Covid-19 : Jetzt 29 Corona-Infektionen an Uni-Klinik in Homburg

Die Zahl der Patienten und Beschäftigten mit Corona-Infektionen am Uniklinikum des Saarlandes (UKS) ist weiter angestiegen.

29 Fälle mit Corona-Infektionen, einen verstorbenen Patienten und einen geheilten Beschäftigten im Zusammenhang mit Covid-19 gibt es aktuell an der Uni-Klinik in Homburg.

Bei 17 Patienten und zwölf Beschäftigten des UKS liegen bestätigte Corona-Infektionen vor. Dies geht aus einer Meldung des UKS von Dienstagabend hervor. Die Zahl der infizierten Patienten hat sich damit zum Stand vom Montagabend um zwei Fälle erhöht, die der infizierten Beschäftigten um drei Fälle. Nach einer Abfrage der Saarbrücker Zeitung bei den Landkreisen und dem Regionalverband waren gestern Abend landesweit 961 bestätigte Infektionen mit dem Coronavirus gemeldet.

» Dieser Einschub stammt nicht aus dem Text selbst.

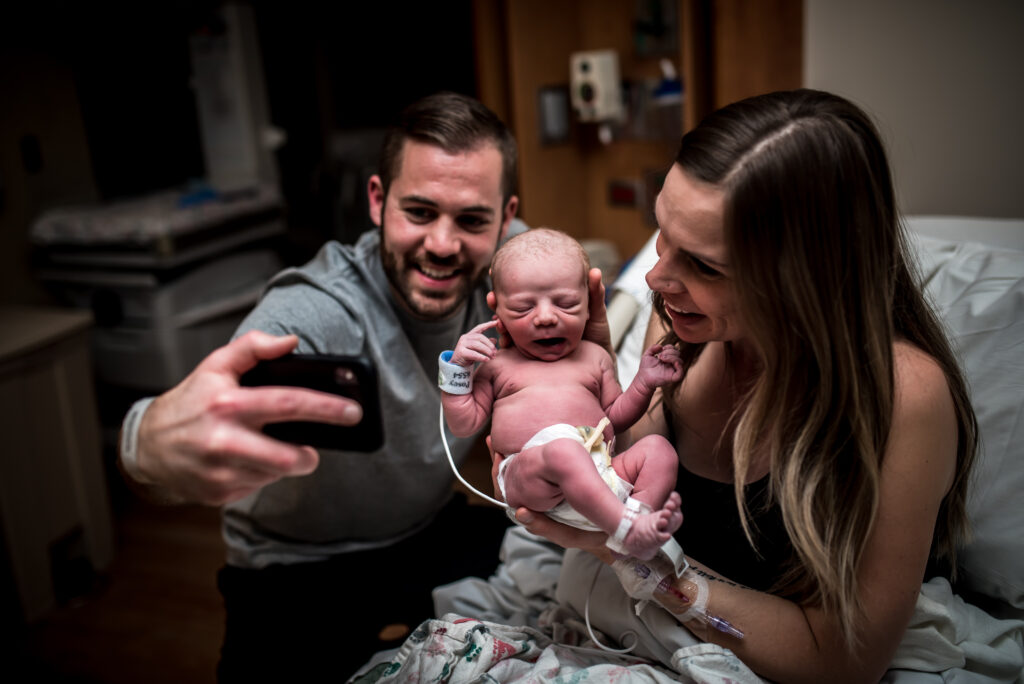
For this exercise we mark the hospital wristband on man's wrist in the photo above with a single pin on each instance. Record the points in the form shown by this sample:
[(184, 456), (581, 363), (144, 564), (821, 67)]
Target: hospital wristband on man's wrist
[(129, 439), (453, 378)]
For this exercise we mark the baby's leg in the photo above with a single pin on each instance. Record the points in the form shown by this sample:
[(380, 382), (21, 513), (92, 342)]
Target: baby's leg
[(651, 466), (562, 469), (538, 477)]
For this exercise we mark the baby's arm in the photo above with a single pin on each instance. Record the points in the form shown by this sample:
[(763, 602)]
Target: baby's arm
[(658, 366), (467, 412)]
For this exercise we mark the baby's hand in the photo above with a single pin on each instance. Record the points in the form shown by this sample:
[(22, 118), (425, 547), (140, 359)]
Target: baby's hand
[(475, 346), (660, 366)]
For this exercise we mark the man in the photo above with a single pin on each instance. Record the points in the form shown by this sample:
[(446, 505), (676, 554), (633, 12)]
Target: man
[(327, 551)]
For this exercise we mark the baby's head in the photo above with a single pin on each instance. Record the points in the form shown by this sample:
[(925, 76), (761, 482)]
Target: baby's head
[(541, 293)]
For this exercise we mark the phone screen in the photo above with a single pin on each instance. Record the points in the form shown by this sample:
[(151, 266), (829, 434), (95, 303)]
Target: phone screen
[(353, 377)]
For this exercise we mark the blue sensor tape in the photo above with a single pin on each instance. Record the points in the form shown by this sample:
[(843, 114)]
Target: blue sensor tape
[(452, 378)]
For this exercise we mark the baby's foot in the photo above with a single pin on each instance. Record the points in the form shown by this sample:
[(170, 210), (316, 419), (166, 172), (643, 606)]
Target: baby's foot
[(651, 529)]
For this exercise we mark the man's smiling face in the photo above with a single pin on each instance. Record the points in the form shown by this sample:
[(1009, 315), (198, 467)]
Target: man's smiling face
[(441, 220)]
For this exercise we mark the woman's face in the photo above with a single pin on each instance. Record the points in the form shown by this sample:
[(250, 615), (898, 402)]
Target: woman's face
[(693, 272)]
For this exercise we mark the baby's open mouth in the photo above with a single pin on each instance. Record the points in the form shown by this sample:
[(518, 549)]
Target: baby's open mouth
[(551, 341)]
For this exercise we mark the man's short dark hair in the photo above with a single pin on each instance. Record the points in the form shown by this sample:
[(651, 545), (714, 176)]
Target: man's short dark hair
[(455, 123)]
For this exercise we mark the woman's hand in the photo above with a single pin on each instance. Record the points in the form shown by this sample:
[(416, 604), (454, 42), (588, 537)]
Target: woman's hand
[(539, 523)]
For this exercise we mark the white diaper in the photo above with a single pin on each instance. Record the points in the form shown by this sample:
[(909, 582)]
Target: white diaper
[(602, 461)]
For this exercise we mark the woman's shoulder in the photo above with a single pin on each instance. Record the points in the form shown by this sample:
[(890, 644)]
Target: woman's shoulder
[(920, 384), (923, 434)]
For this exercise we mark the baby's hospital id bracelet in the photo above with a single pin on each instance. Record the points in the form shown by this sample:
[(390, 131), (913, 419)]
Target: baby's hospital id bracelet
[(452, 378), (129, 439)]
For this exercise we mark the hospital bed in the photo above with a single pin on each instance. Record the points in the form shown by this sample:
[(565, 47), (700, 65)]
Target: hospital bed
[(531, 621)]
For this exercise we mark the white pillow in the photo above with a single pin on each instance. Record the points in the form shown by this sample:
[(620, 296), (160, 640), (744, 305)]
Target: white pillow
[(978, 292)]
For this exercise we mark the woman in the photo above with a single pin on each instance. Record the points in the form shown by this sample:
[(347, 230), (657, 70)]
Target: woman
[(822, 408)]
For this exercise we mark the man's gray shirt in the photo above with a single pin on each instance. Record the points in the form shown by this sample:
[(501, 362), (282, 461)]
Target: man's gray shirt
[(340, 303)]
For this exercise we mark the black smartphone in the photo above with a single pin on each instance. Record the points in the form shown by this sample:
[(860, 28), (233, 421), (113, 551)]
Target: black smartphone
[(352, 377)]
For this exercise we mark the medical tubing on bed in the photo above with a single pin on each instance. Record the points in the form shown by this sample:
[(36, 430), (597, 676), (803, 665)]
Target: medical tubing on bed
[(655, 581)]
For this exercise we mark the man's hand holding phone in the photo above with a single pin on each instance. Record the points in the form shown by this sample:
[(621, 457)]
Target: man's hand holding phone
[(203, 440)]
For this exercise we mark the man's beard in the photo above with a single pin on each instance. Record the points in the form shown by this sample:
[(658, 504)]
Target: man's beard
[(419, 302)]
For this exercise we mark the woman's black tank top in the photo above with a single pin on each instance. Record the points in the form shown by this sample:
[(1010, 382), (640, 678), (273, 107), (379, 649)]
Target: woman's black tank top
[(713, 535)]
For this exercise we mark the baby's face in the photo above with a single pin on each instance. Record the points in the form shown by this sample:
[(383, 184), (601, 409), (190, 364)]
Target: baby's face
[(544, 306)]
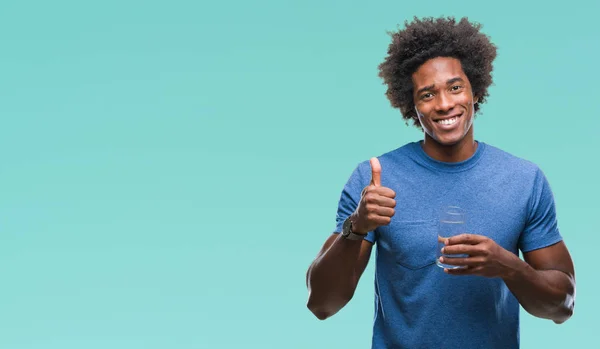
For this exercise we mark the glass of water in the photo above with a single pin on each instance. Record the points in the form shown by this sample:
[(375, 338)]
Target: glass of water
[(452, 222)]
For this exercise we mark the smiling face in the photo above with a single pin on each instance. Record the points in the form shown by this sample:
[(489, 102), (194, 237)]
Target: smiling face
[(444, 103)]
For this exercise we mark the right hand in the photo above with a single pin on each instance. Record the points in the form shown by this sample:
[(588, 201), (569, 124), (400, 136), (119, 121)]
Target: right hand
[(376, 207)]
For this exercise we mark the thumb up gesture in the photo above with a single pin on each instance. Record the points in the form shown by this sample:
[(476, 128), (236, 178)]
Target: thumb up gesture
[(376, 207)]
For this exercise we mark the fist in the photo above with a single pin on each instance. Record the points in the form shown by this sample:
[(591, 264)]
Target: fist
[(376, 207)]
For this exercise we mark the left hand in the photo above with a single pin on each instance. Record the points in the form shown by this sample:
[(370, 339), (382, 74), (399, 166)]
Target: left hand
[(486, 257)]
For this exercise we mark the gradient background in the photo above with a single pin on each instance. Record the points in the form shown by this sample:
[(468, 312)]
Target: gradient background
[(170, 169)]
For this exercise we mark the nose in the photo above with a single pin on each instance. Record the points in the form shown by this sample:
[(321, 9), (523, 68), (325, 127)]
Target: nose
[(444, 103)]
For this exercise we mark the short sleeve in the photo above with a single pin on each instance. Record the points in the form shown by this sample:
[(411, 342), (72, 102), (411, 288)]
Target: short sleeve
[(541, 228), (350, 198)]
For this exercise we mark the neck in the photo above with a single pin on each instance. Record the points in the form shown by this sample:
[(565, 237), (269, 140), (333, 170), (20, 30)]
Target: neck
[(460, 151)]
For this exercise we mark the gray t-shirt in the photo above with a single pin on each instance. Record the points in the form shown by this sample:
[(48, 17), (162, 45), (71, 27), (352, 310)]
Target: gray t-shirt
[(417, 305)]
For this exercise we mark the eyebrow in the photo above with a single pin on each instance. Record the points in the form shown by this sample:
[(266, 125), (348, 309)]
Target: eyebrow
[(430, 87)]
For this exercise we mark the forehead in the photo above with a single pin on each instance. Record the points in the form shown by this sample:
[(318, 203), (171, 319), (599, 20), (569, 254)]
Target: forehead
[(437, 71)]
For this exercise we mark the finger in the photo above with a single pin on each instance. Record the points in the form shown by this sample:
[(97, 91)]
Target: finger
[(461, 249), (384, 191), (375, 172), (382, 211), (458, 261), (467, 239), (379, 220), (463, 271), (373, 198)]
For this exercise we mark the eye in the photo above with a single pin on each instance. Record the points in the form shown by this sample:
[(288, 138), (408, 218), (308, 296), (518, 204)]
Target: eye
[(426, 95)]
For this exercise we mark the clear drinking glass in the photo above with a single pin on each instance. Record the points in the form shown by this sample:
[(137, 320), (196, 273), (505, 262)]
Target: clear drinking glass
[(452, 222)]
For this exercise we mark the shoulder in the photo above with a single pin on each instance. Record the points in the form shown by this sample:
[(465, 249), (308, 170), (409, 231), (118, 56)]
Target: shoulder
[(505, 161)]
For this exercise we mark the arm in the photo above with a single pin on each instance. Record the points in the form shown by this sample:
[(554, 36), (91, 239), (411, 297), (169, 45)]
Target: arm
[(333, 276), (544, 284)]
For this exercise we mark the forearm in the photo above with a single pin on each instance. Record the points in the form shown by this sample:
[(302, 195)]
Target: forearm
[(546, 294), (332, 277)]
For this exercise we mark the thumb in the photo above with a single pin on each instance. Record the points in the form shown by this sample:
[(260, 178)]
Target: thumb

Zu Beginn der vergangenen Woche wurden fünf Corona-Notfallpatienten aus der ostfranzösischen Region Grand Est im Universitätsklinikum eingeliefert, nachdem das Saarland der benachbarten Region Unterstützung bei der Behandlung von Patienten zugesagt hatte.

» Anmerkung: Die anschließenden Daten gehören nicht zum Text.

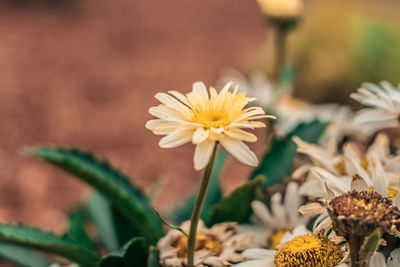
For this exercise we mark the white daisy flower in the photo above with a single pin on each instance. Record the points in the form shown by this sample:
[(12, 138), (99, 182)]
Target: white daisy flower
[(219, 245), (306, 249), (383, 103), (269, 227), (205, 118), (377, 167)]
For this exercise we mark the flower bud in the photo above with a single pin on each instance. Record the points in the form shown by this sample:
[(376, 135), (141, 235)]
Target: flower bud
[(281, 9)]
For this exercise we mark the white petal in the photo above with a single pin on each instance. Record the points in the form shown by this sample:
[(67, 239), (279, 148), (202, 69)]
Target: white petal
[(277, 209), (239, 134), (201, 89), (176, 138), (173, 103), (240, 151), (311, 208), (268, 262), (203, 153), (258, 253), (200, 135), (394, 259), (292, 203), (377, 260)]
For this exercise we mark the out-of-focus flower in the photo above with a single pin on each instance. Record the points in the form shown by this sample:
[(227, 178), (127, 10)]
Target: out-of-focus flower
[(269, 228), (378, 259), (290, 110), (383, 102), (301, 250), (378, 168), (281, 9), (219, 245), (206, 118)]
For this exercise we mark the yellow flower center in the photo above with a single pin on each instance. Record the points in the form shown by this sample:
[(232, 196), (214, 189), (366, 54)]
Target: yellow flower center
[(275, 238), (391, 192), (308, 250), (211, 118), (203, 242)]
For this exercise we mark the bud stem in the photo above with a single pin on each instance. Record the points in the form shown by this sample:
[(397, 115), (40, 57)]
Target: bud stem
[(355, 243), (194, 221)]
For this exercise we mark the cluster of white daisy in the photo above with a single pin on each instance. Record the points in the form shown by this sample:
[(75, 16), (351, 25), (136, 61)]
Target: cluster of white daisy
[(363, 174), (341, 204)]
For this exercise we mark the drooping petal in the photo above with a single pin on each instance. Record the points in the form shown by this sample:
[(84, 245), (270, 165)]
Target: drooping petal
[(176, 138), (200, 135), (239, 134), (203, 153), (258, 253)]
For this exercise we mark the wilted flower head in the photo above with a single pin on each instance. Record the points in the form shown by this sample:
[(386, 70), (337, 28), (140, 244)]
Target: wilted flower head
[(306, 249), (205, 118), (383, 103), (281, 9), (362, 212), (219, 245)]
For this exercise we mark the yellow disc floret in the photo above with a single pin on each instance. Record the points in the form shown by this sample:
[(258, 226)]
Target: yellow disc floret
[(275, 238), (211, 118), (308, 250), (203, 242)]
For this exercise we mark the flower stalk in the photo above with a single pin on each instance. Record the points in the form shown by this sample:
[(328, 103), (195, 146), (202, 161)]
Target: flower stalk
[(355, 243), (194, 221), (280, 36)]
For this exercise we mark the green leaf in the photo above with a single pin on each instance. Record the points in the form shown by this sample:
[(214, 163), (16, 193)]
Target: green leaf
[(235, 207), (22, 256), (278, 161), (135, 253), (101, 212), (47, 242), (111, 183), (175, 227), (154, 257), (77, 231), (214, 194)]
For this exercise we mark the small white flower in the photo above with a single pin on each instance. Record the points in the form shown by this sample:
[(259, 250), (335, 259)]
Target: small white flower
[(299, 250), (270, 227), (383, 104), (216, 246)]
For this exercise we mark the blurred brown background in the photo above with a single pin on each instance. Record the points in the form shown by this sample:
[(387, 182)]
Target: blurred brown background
[(85, 73)]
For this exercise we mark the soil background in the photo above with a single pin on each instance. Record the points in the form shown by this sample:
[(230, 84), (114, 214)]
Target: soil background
[(84, 73)]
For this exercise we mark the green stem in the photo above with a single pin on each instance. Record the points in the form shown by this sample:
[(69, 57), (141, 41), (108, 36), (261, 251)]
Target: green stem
[(281, 32), (194, 221), (355, 243)]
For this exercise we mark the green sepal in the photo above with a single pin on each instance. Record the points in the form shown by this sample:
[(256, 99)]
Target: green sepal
[(278, 161)]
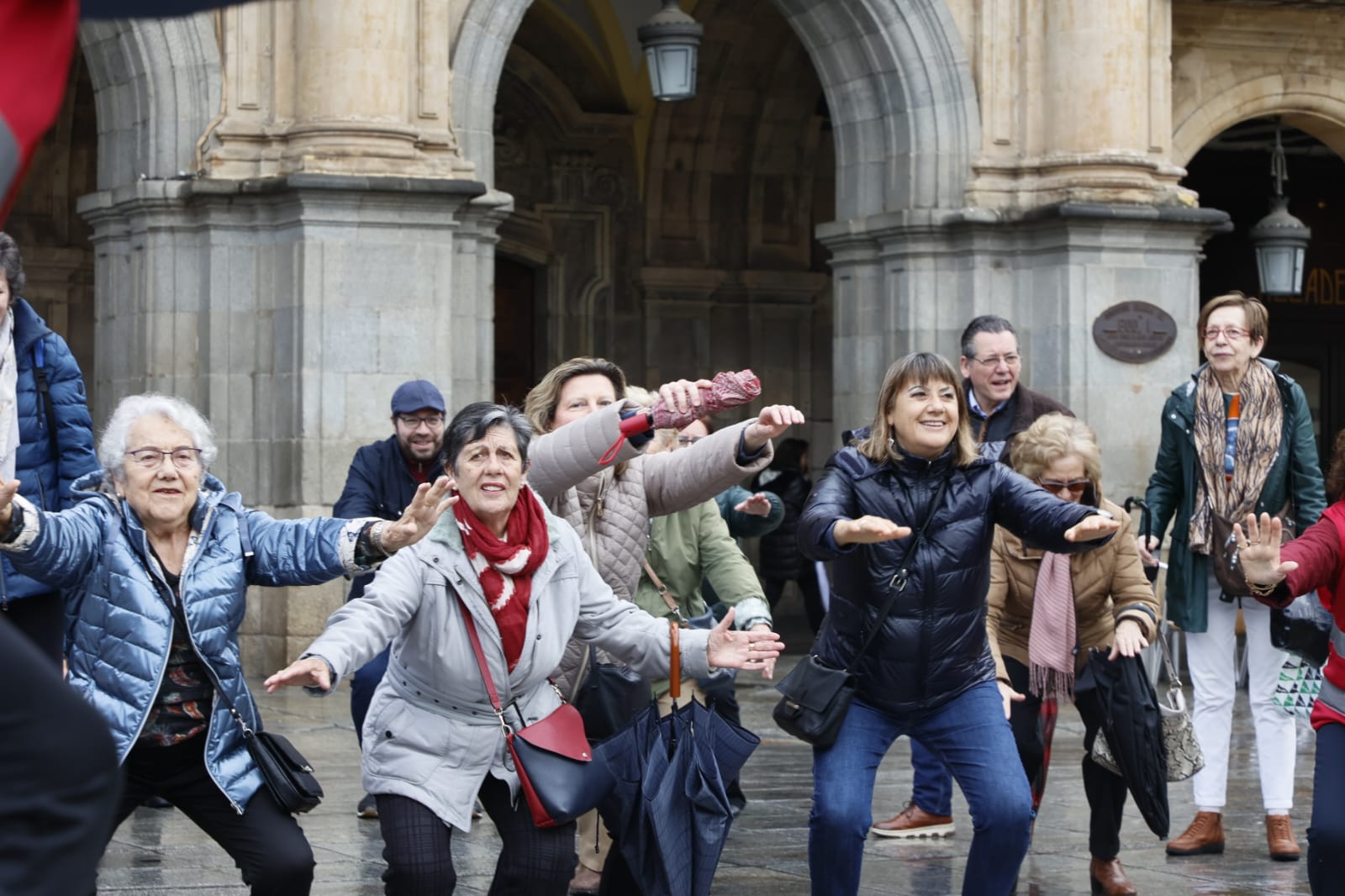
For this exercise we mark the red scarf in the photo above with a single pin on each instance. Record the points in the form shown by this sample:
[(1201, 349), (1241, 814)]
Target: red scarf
[(504, 568)]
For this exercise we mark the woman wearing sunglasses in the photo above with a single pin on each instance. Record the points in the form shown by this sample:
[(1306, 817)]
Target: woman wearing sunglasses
[(1237, 439), (1042, 604)]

Saarlandweit sind mittlerweile zwölf Menschen im Zusammenhang mit dem neuartigen Coronavirus gestorben. Der erste Todesfall war ein über 80 Jahre alter Patient. Er starb am 20. März in der Uni-Klinik. Der Mann hatte schwere Vorerkrankungen und lag auf einer onkologischen Station. Der nach dem Tod durchgeführte Corona-Test erbrachte am 21. März ein positives Ergebnis.

Ein Kinderarzt des UKS war der erste bestätigte Corona-Fall im Saarland. Anfang März wurde bei ihm das neuartige Corona-Virus nachgewiesen. Die Erkrankung bei dem Oberarzt der Kinderklinik verlief nach UKS-Angaben sehr milde. Es geht ihm demnach wieder gut, er gilt als geheilt.

Zum UKS in Homburg gehören 30 Kliniken und 20 Institute. Jährlich werden hier über 50 000 Patienten stationär und über 200 000 ambulant behandelt. Nach eigenen Angaben arbeiten über 600 Ärzte und rund 2000 Pflegekräfte beim UKS.